Here’s some of what A&S scholars had to say this week.
July 24, 2020
- Christopher Parsons, a senior research associate in the Citizen Lab at the Munk School of Global Affairs & Public Policy, speaks about the controversy surrounding a contact tracing app designed to control the spread of COVID-19 in a Radio Canada International story. “When we develop these sorts of tools or applications, we’re entering into a totally new class or form of surveillance. We’ve never had that level of surveillance in this country,” Parsons says.
July 26, 2020
- Department of Philosophy professor Mark Kingwell explores the meanings of the names of sports teams in a Globe and Mail op-ed.
- Melanie Newton, an associate professor in the Department of History, recalls the impact viewing the Montgomery Collection of Caribbean Photographs at the Art Gallery of Ontario had on students in her Caribbean Studies course in the Toronto Star (paywall). “They had been waiting to see themselves in this way,” says Newton.
July 27, 2020
- Professor Scott Schieman in the Department of Sociology speaks about the importance of maintaining a healthy balance between work and home when working from home.
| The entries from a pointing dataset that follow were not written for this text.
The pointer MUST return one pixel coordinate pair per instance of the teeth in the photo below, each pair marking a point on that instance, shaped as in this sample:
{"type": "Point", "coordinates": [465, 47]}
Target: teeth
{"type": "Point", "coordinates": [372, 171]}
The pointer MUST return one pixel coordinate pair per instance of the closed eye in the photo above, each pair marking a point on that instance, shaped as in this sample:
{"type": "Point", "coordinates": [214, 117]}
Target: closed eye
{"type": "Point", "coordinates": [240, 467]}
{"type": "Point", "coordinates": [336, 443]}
In a CBC story, Schieman says, “When the boundaries between work and home are more relaxed and there's increased flexibility when it comes to work hours; that can be good, but there is a downside.”
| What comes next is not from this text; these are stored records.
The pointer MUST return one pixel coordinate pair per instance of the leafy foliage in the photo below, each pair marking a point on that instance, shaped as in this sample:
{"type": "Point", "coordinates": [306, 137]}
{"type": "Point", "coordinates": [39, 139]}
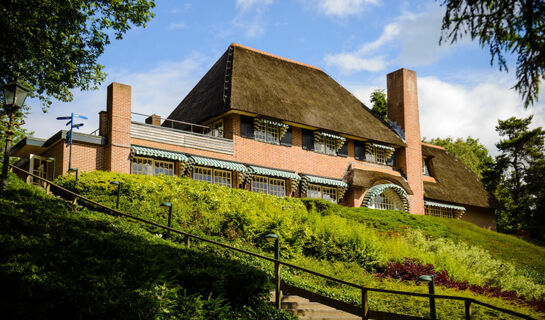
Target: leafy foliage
{"type": "Point", "coordinates": [380, 106]}
{"type": "Point", "coordinates": [54, 47]}
{"type": "Point", "coordinates": [470, 151]}
{"type": "Point", "coordinates": [345, 242]}
{"type": "Point", "coordinates": [506, 27]}
{"type": "Point", "coordinates": [59, 261]}
{"type": "Point", "coordinates": [516, 176]}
- Department of English professor George Elliott Clarke reflects on the life of George Elroy Boyd, Canada’s first Black national news anchor, on CBC Radio’s Information Morning.
July 28, 2020
- Mike Reid, an associate professor in the David A. Dunlap Department of Astronomy & Astrophysics and the Dunlap Institute for Astronomy & Astrophysics, comments on reports of UFO sightings in the Toronto Star (paywall).
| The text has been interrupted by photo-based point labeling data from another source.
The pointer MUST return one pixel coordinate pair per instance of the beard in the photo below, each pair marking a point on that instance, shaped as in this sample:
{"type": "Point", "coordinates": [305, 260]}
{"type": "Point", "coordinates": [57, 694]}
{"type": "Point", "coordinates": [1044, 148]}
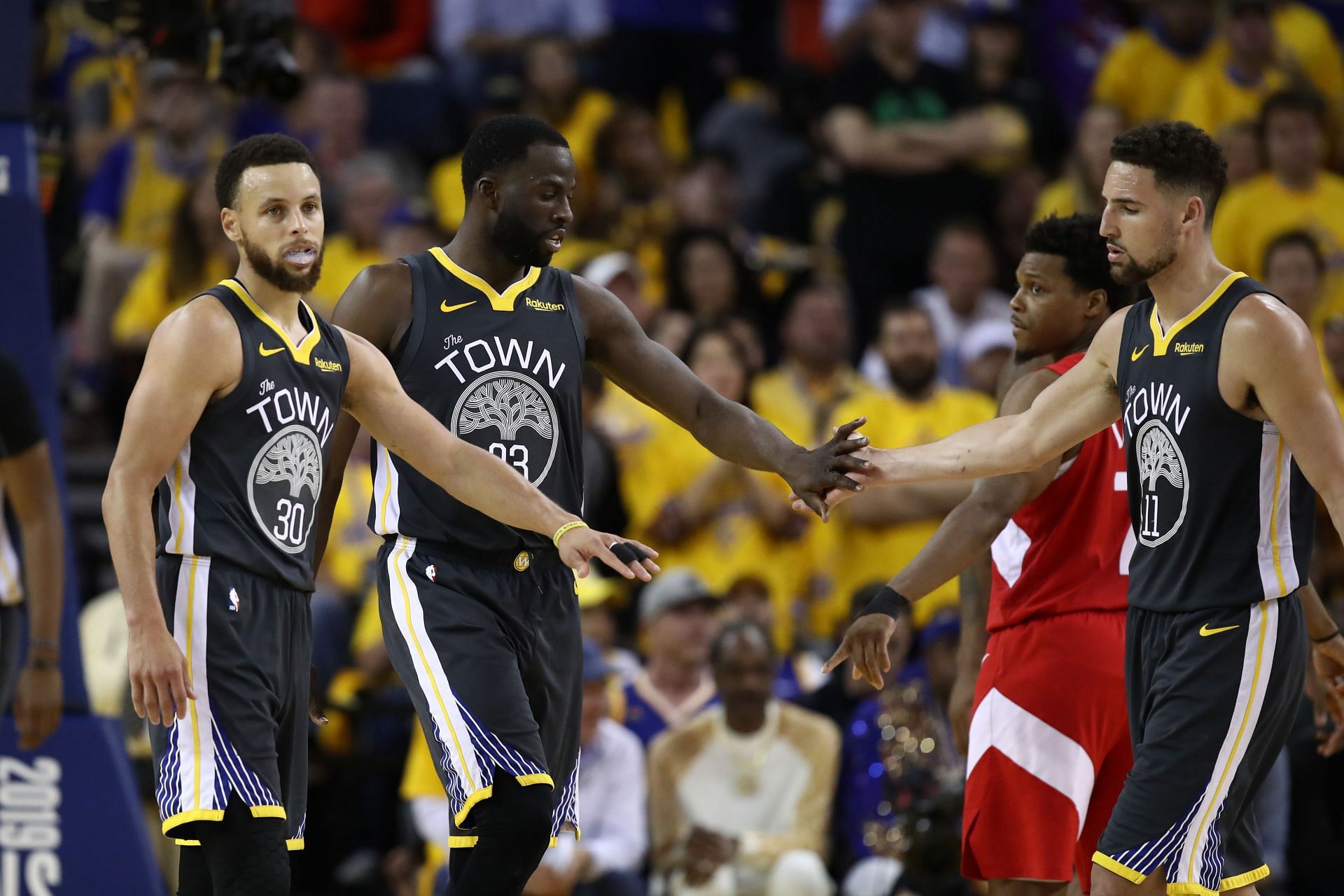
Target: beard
{"type": "Point", "coordinates": [913, 379]}
{"type": "Point", "coordinates": [518, 242]}
{"type": "Point", "coordinates": [274, 273]}
{"type": "Point", "coordinates": [1132, 272]}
- John Scott-Railton, a senior researcher at the Citizen Lab, comments on the use of digital fitness trackers for gathering intelligence in Vice in the wake of a hack targeted at devices made by tech company Garmin.
July 29, 2020
- Lynette Ong, an associate professor in the Department of Political Science and the Asian Institute at the Munk School, speaks about escalating tensions between the United States and China in a Voice of America story. “This is fundamentally a question about structural shift in international world order,” Ong says. “You have the rise of China which has a different set of values to the Western liberal order. And the question for the Western world is, how do we accommodate China's rise given its political system structural values which are very different from us?”
July 30, 2020
- Political Science professor Nelson Wiseman comments on Prime Minister Justin Trudeau’s appearance before the Canadian government’s finance committee in both a CBC News story and in the Washington Post.
- Matti Siemiatycki, an associate professor in the Department of Geography & Planning and interim director of the School of Cities, comments on the loss of local bars and restaurants across Toronto due to the COVID-19 pandemic, in the Toronto Star (paywall).